Unicef. Bimbi e donne: l'Aids non è uguale per tutti
Sono stati 120.000 i minori sotto i 14 anni morti nel 2016 per cause legate all’Aids. Ogni ora 18 bambini vengono colpiti da Hiv: se la tendenza dovesse persistere, nel 2030 sarebbero 3,5 milioni i casi di adolescenti affetti dal virus. Cifre pesanti dalle proiezioni dell’«Aggiornamento statistico sui bambini e l’Aids» dell’Unicef, diramato ieri in occasione della Giornata mondiale: «È inaccettabile che continuiamo a vedere tanti bambini morire di Aids e che facciamo così pochi progressi per proteggere gli adolescenti dalle infezioni – ha dichiarato il dottor Chewe Luo, responsabile Unicef per l’Hiv –. La diffusione dell’Aids non è affatto finita e continua a essere una minaccia per i giovani. Si può e si deve fare di più per prevenirla».
Il problema è come. Un’analisi del medesimo ente delle Nazioni Unite rivela che gli obiettivi fissati dal piano «2020 Super- Fast-Track» sviluppato per porre fine entro pochi anni all’Aids fra i bambini non saranno raggiunti. I progressi hanno riguardato soprattutto la prevenzione della trasmissione dell’Hiv tra madre e figlio: dal 2000 a oggi sono stati evitati così circa 2 milioni di nuovi casi. Tuttavia i bambini malati sotto i 4 anni sono ancora ad alto rischio di morte, anche perché solo il 43% di essi riceve le cure antiretrovirali durante i primi due mesi di vita, come sarebbe raccomandato.
Anche in Italia – secondo i dati del Registro italiano per l’infezione da Hiv in pediatria – negli ultimi 10 anni almeno 82 neonati (su oltre 11 mila nati da madre hiv-positiva) hanno acquisito il morbo: non è una cifra consolante, dato che la trasmissione madre-figlio può essere prevenuta e praticamente azzerata con la terapia in gravidanza.
Gli 82 infettati sono nati da donne che non avevano fatto il test o hanno rifiutato la terapia, il che ha comportato nei figli 26 casi di Aids e due decessi. Salendo con l’età, l’Unicef osserva che i progressi per prevenire nuovi casi e migliorare il controllo e la cura fra gli adolescenti sono inaccettabilmente lenti; solo nel 2016, 55.000 ragazzi tra i 10 e i 19 anni sono morti per cause legate all`Aids, il 91% dei quali in Africa subsahariana.

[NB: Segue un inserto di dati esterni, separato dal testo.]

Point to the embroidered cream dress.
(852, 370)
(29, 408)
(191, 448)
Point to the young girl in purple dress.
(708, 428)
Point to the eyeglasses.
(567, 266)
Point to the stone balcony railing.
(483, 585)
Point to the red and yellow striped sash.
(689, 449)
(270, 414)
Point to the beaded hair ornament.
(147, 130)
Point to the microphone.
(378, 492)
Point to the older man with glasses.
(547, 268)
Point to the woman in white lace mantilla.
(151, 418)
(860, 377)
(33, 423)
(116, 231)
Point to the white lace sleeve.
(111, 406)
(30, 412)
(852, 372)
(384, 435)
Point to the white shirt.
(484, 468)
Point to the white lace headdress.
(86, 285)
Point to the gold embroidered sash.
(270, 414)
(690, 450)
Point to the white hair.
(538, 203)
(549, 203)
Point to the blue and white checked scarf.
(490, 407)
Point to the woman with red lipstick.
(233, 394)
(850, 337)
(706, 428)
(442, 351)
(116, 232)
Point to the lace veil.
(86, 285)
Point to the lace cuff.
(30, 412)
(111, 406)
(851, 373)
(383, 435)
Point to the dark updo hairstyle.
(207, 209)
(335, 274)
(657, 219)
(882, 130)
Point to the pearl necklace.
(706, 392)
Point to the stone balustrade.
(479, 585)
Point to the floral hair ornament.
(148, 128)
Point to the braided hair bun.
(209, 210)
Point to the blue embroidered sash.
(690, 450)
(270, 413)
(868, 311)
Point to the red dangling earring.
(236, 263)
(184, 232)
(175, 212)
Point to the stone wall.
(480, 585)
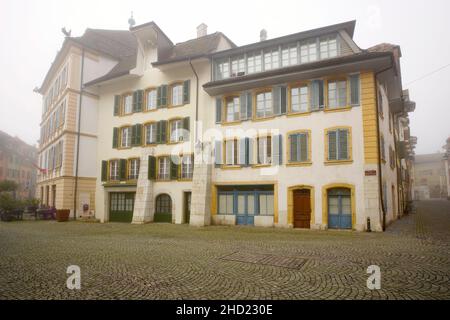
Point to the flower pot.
(62, 215)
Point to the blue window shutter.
(218, 110)
(218, 153)
(354, 90)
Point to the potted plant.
(62, 215)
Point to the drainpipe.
(196, 103)
(78, 137)
(380, 177)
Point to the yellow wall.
(369, 108)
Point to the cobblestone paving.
(159, 261)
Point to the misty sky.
(30, 36)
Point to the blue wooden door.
(245, 208)
(339, 209)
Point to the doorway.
(187, 207)
(302, 209)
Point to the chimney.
(263, 35)
(202, 30)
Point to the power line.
(428, 74)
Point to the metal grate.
(267, 259)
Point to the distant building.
(430, 177)
(18, 163)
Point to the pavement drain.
(267, 259)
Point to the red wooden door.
(302, 209)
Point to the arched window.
(163, 208)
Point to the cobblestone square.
(163, 261)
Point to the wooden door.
(302, 209)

I dati rivelano una disparità di genere preoccupante: per ogni 5 maschi adolescenti che convivono con l`Hiv, sono 7 le ragazze della stessa età. Anche la Comunità di Sant’Egidio attira l’attenzione sulle africane: tra loro l’Aids è tuttora un grande flagello e rappresenta la seconda causa di morte, molto più che negli uomini. Oltre 25 milioni di malati di Hiv e 3 morti su 4 per Aids provengono dal continente nero.
«Una sfida – segnala la comunità romana, da anni in lotta contro la malattia con il progetto Dream – è l’accesso universale alle cure. I dati globali sulla diffusione della pandemia sono incoraggianti: le nuove infezioni si sono ridotte del 16% dal 2010 e la mortalità quasi dimezzata, ma tanto resta ancora da fare se si considera che ogni giorno del 2016 si sono registrati 5.000 nuovi casi».